英会話スクールの集客では、無料体験の申込数が目標になりがちです。しかし無料体験は申込のハードルを下げる代わりに、来校率と入会率を下げます。申込は増えているのに入会が増えないという状態は、この構造から生まれます。
さらにこの業種は、オンライン英会話という価格帯のまったく違う選択肢と比較されます。月額数千円のサービスと並べられたとき、通学型が選ばれる理由を示せなければ、価格だけで判断されます。
この記事では、受講目的による受講者像の違い、オンラインとの比較で選ばれる条件、体験からの入会率を上げる設計、そして継続率から逆算する広告費の上限を整理します。
この記事でわかること
・無料体験は申込を増やし、来校率を下げる
・受講目的によって必要な訴求が変わる
・オンラインとの比較で選ばれる条件を示す
・体験当日の設計が入会率を決める
・継続率から広告費の上限を逆算する
・成果は体験数ではなく在籍者数で測る
無料体験は申込を増やし、来校率を下げる
無料と有料では、申込から先の数字がまったく違います。どちらが優れているかではなく、自校の状況に合うかで選んでください。
| 体験の形式 | 申込数 | 来校率 | 入会率 | 向いている状況 |
|---|---|---|---|---|
| 無料 | 多い | 低い | 低い | 認知が足りず母数が必要 |
| 有料(低額) | 中程度 | 高い | 高い | 対応枠が限られる |
| カウンセリングのみ | 中程度 | 中程度 | 中程度 | レベル判定を先に行いたい |
比較すべきは体験1件あたりの費用ではなく、入会1件あたりの費用です。無料体験のほうが申込単価は安く見えても、来校率と入会率を掛けた後では逆転することがあります。

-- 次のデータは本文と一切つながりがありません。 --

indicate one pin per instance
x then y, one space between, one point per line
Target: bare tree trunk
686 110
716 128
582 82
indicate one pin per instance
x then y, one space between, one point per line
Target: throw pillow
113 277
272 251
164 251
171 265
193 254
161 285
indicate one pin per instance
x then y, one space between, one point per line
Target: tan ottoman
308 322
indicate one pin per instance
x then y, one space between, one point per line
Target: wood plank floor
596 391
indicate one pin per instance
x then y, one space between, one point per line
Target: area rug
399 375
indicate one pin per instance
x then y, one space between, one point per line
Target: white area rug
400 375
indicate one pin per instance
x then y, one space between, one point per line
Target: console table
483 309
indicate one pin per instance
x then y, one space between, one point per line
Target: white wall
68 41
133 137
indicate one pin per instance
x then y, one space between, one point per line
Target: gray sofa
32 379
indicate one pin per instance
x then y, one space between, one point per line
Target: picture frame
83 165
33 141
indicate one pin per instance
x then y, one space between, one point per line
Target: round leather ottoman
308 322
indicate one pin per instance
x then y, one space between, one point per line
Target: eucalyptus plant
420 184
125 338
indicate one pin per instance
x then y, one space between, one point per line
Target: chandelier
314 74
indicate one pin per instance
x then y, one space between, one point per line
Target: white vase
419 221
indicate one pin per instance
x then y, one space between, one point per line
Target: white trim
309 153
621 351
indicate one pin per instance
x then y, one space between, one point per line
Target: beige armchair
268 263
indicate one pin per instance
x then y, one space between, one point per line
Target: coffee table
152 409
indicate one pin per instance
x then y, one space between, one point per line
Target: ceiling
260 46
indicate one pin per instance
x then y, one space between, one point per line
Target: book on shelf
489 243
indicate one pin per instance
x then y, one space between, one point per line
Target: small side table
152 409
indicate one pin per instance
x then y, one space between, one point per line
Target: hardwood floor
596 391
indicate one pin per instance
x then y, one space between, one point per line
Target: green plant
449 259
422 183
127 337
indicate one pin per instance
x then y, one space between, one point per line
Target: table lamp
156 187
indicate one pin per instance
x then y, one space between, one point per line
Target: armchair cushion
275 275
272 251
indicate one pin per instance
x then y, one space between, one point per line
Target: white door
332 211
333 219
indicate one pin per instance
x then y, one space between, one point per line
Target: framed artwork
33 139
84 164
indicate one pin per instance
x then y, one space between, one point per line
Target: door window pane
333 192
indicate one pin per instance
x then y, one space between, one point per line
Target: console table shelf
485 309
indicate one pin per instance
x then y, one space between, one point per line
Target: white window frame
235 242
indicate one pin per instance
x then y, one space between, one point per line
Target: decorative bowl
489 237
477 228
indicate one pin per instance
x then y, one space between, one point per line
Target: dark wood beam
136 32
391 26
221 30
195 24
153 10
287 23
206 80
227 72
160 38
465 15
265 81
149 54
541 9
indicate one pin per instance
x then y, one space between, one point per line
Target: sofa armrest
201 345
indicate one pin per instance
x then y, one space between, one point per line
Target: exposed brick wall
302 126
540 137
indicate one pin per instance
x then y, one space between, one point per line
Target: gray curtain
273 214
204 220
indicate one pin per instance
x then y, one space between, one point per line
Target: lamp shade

対応できる講師の枠が限られている場合、無料体験で枠が埋まると、入会意欲の高い人が体験できなくなります。この機会損失は数字に表れません。
無料は申込を増やすが、来校率と入会率を下げる。
体験単価ではなく、入会1件あたりの費用で比較する。
受講目的によって訴求が変わる
英会話を学ぶ理由は一様ではありません。目的が違えば、判断基準も通う頻度も継続期間も変わります。
| 目的 | 重視すること | 継続期間 | 有効な訴求 |
|---|---|---|---|
| 仕事で必要 | 実務での通用度、時間の融通 | 長い | 業務場面に沿った内容 |
| 試験対策 | スコアの伸び、期限 | 短い | 対策範囲と学習計画 |
| 趣味・交流 | 雰囲気、続けやすさ | 長い | 教室の様子、講師との関係 |
| 子どもの教育 | 指導方針、安全 | 非常に長い | カリキュラムと送迎のしやすさ |
全目的に向けた訴求は、どの層にも刺さりません。自校の在籍者構成を確認し、最も多い層と、最も継続が長い層に絞ってください。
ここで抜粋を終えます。